Je pense à Juliette réfugiée dans mon corps qui, à travers le lien, me supplie de la laisser agir pour m’aider alors qu’elle a compris qu’au moindre mouvement elle mourra.
Ce sont ma famille et mes amis qui sont en train de souffrir parce que je ne suis pas assez fort. Tout ce que j’ai construit depuis mon arrivée souffre devant moi et semble sur le point de disparaître.
… Micha. Personne n’a le droit de toucher à Micha. Ma Micha. Celle qui est prête à braver tous les dangers pour me sauver. Celle qui affronte des géants et des monstres qui pourraient la réduire en charpie en un seul coup. Elle n’a pas le droit de finir dans cette cage en s’inquiétant plus pour moi que pour elle.
Aucun d’eux ne devrait subir cela. Tous ces efforts et ces entraînements. Tous les combats et les morts pour finir ici ?! Dans une cave aménagée pour me détruire par un vieux rancunier ?!
Charade me regarde et sourit. Un sourire pervers qui laisse comprendre qu’il est heureux de me voir dans cet état. Il trouve ça tellement satisfaisant et il se sent obligé d’agrémenter ma colère d’une phrase.

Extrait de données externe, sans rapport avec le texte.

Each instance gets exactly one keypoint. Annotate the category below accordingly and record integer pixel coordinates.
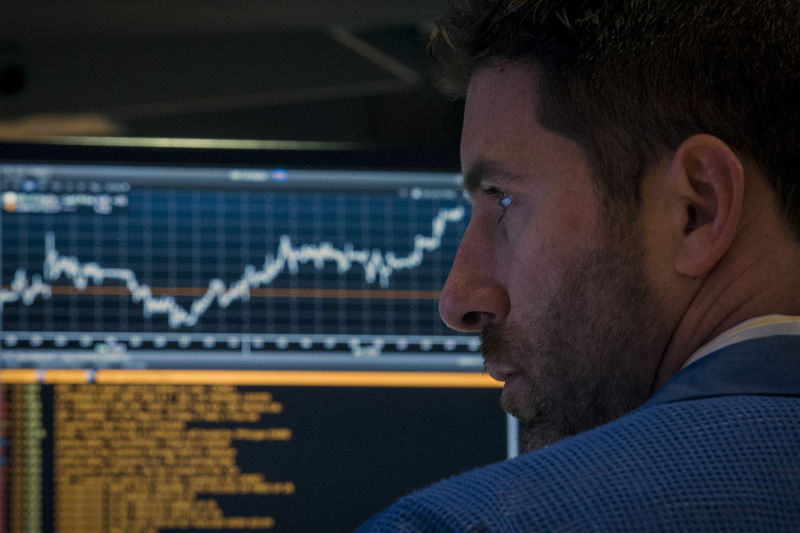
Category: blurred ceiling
(349, 71)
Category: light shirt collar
(762, 326)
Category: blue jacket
(717, 448)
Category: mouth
(501, 372)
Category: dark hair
(629, 80)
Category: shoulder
(703, 465)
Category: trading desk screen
(214, 347)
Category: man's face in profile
(567, 318)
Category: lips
(501, 371)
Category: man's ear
(710, 182)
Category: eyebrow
(482, 170)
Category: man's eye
(503, 199)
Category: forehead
(501, 126)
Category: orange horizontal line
(260, 377)
(387, 294)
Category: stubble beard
(590, 356)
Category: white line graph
(376, 265)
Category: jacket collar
(763, 366)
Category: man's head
(606, 146)
(630, 80)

« Passons à la torture de la souris. Je pense que je vais particulièrement apprécier cette partie. »
Je me fous de mourir. Personne n’a le droit de torturer ma famille. Elle me survivra, mais je ne la regarderai pas disparaître devant moi. Mon corps continue de trembler de colère alors que je sens mes dents qui grincent. Je ne veux pas les voir souffrir. Je suis terrifié qu’ils puissent mourir ici devant moi.

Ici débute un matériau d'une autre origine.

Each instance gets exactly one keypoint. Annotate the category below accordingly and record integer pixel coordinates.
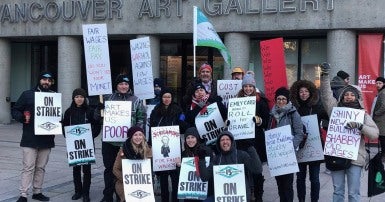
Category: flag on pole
(205, 35)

Tous ici. Je veux tous les tuer un par un en les faisant souffrir jusqu’à ce qu’ils hurlent en tentant de fuir. Talion, Maliel, Charade et tous les autres qui me regardent et apprécient le spectacle.
Je veux les broyer en retirant jusqu’à la chair sur leurs os que je mangerai devant eux. Qu’ils souffrent, qu’ils crèvent, qu’ils pleurent et supplient. Il ne restera plus rien d’eux.
Je peux sentir ce sentiment monstrueux qui continue de grandir encore et encore comme une avalanche devenant de plus en plus terrible alors qu’elle gronde, lourde et froide en détruisant tout, y compris mon humanité. Toutes les barrières se brisent une par une sur son chemin jusqu’à ce qu’un craquement plus puissant que les autres finisse par balayer ce qu’il me reste de raison en me soufflant ce que je dois faire.
Persée. Dévore.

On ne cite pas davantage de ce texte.